Redefining Resiliency: Singing in the Suffering


 

I remember when I heard her heart stop. It was 5:30 am and I was lying next to her in bed; all night I have been listening to her breath go in and out as the pauses between each breath got longer and longer until the next breath never came. I placed my ear to her heart and I listened, but I heard nothing. This unconditional pulse of love that had been beating my whole life—the unconditional love that had been guiding me, nurturing me, caring for me—had suddenly stopped. I gathered my brother and sisters, and we held my mother and sang her favorite song, together holding hands as she left her body.


After the death of my mother, I felt as if I could not bounce back, I could no longer be resilient, I was tapping out, I was done. I could not be strong any longer, and the flow of my tears began and did not stop for the next 3 years when I decided to go per diem in nursing and return to school to earn my master’s degree in dance. Looking back, I wonder, is this what resiliency really is?  Up until this point, my definition of resiliency was to be strong—to bounce back quicker, harder, and stronger and be unchanged by my circumstances, to say yes and to take on more and more.

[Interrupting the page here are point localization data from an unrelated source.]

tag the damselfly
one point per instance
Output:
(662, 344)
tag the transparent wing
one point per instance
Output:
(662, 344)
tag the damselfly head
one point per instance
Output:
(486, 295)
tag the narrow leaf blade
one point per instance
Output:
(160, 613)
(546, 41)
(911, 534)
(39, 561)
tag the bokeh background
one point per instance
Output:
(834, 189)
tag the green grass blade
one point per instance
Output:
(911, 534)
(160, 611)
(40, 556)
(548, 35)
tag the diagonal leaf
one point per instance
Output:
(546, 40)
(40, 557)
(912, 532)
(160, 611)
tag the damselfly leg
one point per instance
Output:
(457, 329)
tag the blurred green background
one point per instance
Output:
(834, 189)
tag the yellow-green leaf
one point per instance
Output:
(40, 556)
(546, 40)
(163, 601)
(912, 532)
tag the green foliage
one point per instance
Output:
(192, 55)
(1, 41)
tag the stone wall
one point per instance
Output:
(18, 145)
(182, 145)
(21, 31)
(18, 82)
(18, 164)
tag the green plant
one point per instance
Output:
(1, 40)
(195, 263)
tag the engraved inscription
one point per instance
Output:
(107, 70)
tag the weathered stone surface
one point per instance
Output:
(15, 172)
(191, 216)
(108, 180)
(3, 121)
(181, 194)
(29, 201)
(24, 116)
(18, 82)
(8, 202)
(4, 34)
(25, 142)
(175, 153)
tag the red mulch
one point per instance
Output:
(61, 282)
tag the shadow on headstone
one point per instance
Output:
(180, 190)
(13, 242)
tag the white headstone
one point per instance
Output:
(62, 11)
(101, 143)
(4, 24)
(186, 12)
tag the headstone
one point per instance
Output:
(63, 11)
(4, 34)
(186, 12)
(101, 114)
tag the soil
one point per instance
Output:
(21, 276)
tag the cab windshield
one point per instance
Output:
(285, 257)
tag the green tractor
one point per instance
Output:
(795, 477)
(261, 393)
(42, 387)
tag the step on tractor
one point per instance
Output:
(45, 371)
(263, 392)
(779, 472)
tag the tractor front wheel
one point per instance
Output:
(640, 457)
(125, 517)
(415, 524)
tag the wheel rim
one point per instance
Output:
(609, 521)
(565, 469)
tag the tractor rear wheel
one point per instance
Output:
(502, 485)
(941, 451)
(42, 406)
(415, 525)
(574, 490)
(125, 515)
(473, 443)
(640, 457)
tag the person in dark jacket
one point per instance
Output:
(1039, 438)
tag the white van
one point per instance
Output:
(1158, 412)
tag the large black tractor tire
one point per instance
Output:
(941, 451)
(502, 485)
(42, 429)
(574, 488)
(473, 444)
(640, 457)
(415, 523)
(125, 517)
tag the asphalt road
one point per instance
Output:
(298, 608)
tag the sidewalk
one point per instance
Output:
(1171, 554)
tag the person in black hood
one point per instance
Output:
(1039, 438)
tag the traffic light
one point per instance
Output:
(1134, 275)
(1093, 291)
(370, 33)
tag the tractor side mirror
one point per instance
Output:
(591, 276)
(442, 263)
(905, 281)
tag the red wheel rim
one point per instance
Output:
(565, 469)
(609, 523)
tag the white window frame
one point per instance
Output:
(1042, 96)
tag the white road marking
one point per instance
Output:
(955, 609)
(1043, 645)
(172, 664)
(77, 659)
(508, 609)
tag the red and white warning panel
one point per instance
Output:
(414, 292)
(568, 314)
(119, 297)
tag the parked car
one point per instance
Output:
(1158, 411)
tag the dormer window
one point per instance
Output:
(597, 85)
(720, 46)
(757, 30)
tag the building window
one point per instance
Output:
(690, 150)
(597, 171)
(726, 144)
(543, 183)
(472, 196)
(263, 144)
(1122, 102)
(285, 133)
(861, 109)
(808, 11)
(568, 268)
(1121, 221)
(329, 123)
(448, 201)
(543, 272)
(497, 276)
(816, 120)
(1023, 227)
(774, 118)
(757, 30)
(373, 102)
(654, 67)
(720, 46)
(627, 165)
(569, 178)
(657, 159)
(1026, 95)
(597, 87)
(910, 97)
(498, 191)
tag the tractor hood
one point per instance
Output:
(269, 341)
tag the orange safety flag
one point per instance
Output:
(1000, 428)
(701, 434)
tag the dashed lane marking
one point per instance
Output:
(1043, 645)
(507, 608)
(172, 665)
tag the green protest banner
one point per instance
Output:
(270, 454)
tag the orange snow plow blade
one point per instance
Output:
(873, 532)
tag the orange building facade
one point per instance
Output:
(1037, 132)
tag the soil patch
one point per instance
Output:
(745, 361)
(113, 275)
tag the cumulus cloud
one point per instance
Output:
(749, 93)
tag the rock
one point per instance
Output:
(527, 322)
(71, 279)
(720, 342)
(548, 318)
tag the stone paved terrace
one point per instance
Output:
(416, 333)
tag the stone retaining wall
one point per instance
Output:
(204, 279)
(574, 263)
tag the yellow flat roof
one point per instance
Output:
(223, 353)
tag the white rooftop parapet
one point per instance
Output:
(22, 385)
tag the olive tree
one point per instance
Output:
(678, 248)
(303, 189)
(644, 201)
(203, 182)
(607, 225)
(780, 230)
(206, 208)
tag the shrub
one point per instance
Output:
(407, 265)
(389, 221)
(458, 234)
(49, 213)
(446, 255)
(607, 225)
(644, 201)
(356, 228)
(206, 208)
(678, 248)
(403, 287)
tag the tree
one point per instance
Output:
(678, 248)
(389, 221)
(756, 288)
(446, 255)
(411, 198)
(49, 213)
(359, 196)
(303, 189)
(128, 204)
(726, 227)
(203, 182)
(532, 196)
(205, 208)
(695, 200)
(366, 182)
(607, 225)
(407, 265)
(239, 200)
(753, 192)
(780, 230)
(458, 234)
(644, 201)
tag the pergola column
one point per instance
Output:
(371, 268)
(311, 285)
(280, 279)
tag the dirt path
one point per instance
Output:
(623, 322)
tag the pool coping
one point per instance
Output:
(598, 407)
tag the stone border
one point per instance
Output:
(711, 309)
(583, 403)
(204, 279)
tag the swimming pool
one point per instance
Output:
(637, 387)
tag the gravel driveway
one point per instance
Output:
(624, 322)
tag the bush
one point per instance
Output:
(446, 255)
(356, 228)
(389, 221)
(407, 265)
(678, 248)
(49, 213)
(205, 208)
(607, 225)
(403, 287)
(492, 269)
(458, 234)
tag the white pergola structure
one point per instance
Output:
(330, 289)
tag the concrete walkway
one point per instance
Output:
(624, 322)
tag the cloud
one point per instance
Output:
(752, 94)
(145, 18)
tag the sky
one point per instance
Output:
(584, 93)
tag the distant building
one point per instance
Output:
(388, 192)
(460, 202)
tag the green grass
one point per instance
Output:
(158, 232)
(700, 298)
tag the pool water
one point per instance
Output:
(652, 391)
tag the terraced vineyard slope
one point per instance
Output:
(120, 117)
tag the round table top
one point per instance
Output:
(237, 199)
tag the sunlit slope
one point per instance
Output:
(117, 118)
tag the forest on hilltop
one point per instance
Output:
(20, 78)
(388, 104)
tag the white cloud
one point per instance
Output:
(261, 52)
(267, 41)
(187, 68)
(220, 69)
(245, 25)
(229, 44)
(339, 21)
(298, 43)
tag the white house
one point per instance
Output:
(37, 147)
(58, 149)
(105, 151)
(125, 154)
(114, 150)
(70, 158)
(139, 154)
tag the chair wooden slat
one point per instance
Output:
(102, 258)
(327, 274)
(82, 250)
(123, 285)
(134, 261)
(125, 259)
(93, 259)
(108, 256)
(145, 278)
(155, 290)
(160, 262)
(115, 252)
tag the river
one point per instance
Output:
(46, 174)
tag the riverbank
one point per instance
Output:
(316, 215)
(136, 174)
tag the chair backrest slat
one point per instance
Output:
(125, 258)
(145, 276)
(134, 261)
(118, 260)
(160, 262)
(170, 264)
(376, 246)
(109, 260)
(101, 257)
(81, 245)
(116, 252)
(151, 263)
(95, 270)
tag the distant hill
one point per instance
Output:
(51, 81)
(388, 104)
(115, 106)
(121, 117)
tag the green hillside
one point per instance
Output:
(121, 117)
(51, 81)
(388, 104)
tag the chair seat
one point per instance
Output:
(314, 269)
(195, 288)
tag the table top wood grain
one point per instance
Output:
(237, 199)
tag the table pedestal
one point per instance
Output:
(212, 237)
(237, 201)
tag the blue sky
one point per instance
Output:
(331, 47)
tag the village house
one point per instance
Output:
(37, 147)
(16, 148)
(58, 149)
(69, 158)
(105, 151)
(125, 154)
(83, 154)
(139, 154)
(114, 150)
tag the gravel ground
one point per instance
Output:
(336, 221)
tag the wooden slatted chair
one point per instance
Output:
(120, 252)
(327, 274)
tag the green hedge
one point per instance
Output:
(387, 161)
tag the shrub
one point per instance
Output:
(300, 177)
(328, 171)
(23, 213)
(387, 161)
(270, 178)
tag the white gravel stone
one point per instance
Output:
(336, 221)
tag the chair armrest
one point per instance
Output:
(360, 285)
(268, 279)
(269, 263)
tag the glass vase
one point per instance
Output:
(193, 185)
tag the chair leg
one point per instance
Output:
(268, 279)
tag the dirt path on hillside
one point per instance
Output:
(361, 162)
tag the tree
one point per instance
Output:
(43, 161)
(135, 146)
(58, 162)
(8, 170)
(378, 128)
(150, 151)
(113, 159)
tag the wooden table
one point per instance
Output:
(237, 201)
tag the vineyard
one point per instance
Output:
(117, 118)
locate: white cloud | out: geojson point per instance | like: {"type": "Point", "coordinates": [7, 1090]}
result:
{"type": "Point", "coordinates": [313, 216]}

I wonder now if the meaning of resiliency is to soften, to soften enough to feel and to find soft spaces of support to land. To seek out our joy in the midst of our sorrow and to run to them with all that we have.  I wonder if it is in the softening, the plié, the bending of our knees that we are gathering the strength and support for ourselves to continue to grow and remember our resilient and brilliant selves.